[Mods feel free to move this to another sub-forum if it doesn't belong here.]

So my first self-honed, taped razor was the first razor I got. A German-made razor made for a local barber who got into the barber supply business. A "St. Paul & Minneapolis" "Stub" for Alfred J. Krank. It was a little chipped. Cleaned up with MAAS, etc. The blade's edge collapsed after one shave so the 2nd and 4th shaves were bad. Then I honed it past all chips, I thought I'd honed off all the semi-corroded "trash" steel but the blade's edge showed mysterious chipping after the 6th or 7th shave, which was a bad shave. So I go "what the heck?!" and decide to finally tape the spine and increase the total angle of the edge.

I'd honed about 7-8 blades by this point, depending on how you define it, so this wasn't new. Talking and learning under RandyDance helped me decide to tape the spines when ripping off lots of steel, like the initial chip-removal and bevel setting of eBay and others who need resurrecting. Since my little 4/8th square-tip Krank was acceptable for the first few shaves I thought I'd try to take it to a 3 layer taping, which I understand is fairly good considering the width of the blade at 4/8th.

I couldn't tell the difference in ease of shaving between the blade at tapeless vs. 3 layers of electrical. The blade gave satisfactory shaves for about as long as the other blade I'd honed and used until pulling. About a week and a half. Then I lightly lapped it (with the original tape-sleeve) 20 times on the finishing hone and it shaves real nice again.

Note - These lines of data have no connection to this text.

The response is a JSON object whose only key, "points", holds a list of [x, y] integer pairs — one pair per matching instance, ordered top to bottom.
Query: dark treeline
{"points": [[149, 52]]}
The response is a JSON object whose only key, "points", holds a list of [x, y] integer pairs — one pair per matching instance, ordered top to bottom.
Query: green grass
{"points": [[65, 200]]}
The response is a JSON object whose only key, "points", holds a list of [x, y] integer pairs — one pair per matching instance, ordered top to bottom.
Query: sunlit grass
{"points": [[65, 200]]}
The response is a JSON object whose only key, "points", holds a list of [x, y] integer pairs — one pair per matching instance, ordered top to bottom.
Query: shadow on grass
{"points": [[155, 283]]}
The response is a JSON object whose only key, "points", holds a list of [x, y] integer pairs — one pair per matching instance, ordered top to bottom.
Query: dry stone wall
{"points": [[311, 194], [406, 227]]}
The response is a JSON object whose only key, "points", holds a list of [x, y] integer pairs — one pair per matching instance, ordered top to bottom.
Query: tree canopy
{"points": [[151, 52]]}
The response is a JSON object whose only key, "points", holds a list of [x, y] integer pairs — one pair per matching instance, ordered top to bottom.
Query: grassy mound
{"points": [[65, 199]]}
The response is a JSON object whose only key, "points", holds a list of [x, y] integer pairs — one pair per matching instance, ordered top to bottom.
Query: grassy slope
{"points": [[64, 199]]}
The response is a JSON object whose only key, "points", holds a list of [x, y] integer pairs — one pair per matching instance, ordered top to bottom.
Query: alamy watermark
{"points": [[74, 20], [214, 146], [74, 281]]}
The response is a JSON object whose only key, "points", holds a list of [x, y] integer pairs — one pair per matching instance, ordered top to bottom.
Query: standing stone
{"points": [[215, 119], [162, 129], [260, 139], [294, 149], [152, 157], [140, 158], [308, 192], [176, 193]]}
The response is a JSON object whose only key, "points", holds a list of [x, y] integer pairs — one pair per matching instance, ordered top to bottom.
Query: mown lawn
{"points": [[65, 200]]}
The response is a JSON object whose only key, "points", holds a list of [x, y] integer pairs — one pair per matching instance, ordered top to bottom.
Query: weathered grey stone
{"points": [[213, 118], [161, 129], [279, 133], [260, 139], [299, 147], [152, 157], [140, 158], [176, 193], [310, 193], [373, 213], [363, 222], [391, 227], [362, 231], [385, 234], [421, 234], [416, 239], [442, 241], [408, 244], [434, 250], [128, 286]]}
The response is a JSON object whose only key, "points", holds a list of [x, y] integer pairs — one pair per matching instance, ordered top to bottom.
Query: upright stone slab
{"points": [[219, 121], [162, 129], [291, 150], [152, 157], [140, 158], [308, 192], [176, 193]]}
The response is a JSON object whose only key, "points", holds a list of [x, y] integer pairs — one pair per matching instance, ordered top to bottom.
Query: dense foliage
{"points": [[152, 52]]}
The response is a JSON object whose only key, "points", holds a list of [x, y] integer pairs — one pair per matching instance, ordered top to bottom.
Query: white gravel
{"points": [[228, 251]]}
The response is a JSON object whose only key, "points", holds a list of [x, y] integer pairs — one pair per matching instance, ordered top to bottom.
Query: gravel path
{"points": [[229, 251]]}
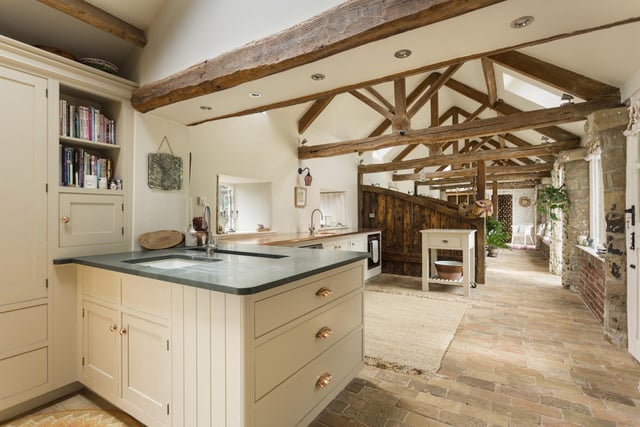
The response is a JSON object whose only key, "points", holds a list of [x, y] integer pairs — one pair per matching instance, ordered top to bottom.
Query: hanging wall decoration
{"points": [[165, 169]]}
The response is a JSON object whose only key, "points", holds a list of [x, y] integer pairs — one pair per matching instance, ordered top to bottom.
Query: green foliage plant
{"points": [[496, 237]]}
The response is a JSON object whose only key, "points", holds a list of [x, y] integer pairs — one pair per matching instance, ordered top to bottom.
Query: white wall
{"points": [[187, 32], [264, 147], [251, 202], [155, 210]]}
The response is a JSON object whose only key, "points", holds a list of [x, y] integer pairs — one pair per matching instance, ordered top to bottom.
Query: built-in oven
{"points": [[373, 245]]}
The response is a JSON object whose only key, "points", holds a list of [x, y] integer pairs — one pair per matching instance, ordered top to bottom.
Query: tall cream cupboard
{"points": [[43, 218]]}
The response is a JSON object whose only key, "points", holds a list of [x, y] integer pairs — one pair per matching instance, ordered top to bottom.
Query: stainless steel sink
{"points": [[241, 253], [170, 262]]}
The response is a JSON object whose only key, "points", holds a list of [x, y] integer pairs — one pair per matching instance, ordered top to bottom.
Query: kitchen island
{"points": [[252, 336]]}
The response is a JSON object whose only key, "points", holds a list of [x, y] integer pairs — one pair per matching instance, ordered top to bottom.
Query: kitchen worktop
{"points": [[284, 239], [251, 269]]}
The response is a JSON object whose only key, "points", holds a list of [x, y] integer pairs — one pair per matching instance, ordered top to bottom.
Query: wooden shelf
{"points": [[85, 143]]}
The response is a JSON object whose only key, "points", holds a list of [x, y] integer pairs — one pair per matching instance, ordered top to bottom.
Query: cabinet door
{"points": [[23, 151], [90, 219], [359, 243], [101, 347], [146, 368]]}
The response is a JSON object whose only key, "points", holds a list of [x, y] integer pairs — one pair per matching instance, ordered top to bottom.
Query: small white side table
{"points": [[455, 240]]}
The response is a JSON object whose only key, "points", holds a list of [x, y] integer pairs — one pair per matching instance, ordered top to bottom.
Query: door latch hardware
{"points": [[632, 211]]}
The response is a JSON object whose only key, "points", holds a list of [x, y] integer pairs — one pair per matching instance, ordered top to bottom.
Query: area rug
{"points": [[408, 334], [76, 418]]}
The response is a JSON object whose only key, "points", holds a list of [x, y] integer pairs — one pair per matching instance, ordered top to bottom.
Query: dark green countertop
{"points": [[240, 273]]}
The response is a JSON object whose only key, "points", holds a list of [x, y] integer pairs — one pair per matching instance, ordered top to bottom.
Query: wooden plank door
{"points": [[633, 252]]}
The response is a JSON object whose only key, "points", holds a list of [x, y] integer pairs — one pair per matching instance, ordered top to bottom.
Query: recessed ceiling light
{"points": [[523, 21], [402, 53]]}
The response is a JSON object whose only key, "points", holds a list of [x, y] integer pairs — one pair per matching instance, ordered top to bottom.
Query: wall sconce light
{"points": [[308, 178]]}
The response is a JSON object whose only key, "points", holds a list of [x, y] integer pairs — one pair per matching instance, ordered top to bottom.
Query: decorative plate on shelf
{"points": [[100, 64], [525, 202]]}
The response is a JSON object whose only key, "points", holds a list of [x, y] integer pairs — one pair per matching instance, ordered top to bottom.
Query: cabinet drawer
{"points": [[90, 219], [444, 241], [101, 284], [147, 295], [277, 310], [22, 328], [275, 359], [23, 372], [296, 397]]}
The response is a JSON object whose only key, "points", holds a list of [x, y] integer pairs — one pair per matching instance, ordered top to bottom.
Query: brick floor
{"points": [[527, 352]]}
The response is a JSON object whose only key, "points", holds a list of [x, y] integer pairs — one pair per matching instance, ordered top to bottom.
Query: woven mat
{"points": [[408, 334], [77, 418]]}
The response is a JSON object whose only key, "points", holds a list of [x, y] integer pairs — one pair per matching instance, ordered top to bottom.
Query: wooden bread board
{"points": [[162, 239]]}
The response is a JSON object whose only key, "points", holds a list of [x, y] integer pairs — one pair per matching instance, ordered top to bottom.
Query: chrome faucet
{"points": [[312, 228], [210, 244]]}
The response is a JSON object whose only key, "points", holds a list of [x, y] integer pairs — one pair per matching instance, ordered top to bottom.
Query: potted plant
{"points": [[552, 198], [496, 237]]}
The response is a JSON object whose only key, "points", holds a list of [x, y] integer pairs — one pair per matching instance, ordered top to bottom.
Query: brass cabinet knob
{"points": [[324, 292], [324, 332], [324, 380]]}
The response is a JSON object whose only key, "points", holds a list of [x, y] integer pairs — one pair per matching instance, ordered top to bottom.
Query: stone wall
{"points": [[604, 129], [576, 220], [592, 283]]}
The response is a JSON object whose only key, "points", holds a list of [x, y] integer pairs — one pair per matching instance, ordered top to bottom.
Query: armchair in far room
{"points": [[524, 231]]}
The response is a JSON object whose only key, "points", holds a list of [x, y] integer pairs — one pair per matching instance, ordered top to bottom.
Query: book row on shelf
{"points": [[85, 122], [86, 169]]}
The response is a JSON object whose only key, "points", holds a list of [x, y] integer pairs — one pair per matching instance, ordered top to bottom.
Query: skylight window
{"points": [[530, 92]]}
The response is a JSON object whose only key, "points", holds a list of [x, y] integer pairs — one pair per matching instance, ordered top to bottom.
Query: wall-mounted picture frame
{"points": [[300, 197]]}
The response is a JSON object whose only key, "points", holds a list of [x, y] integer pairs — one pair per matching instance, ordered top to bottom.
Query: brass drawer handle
{"points": [[324, 292], [324, 332], [324, 380]]}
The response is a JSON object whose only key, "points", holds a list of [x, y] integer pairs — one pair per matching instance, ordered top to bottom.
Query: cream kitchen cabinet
{"points": [[91, 220], [125, 334], [25, 339], [183, 355]]}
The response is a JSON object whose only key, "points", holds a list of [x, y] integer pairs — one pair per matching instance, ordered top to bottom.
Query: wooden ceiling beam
{"points": [[96, 17], [337, 30], [557, 77], [490, 80], [191, 83], [424, 84], [433, 89], [380, 98], [374, 105], [313, 112], [401, 120], [476, 128], [553, 132], [497, 154], [458, 173], [528, 176]]}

So I think it's finally fixed and working. Anyway, it's my long-time project, got it in the holiday season of 2007 and now it's finally good enough for daily shaving. Darn, it was a long time coming, too. I didn't realize it had bad edge architecture until I'd used it more than five times or so. Yikes. I had no idea it could take so long to come to terms with my "local" razor!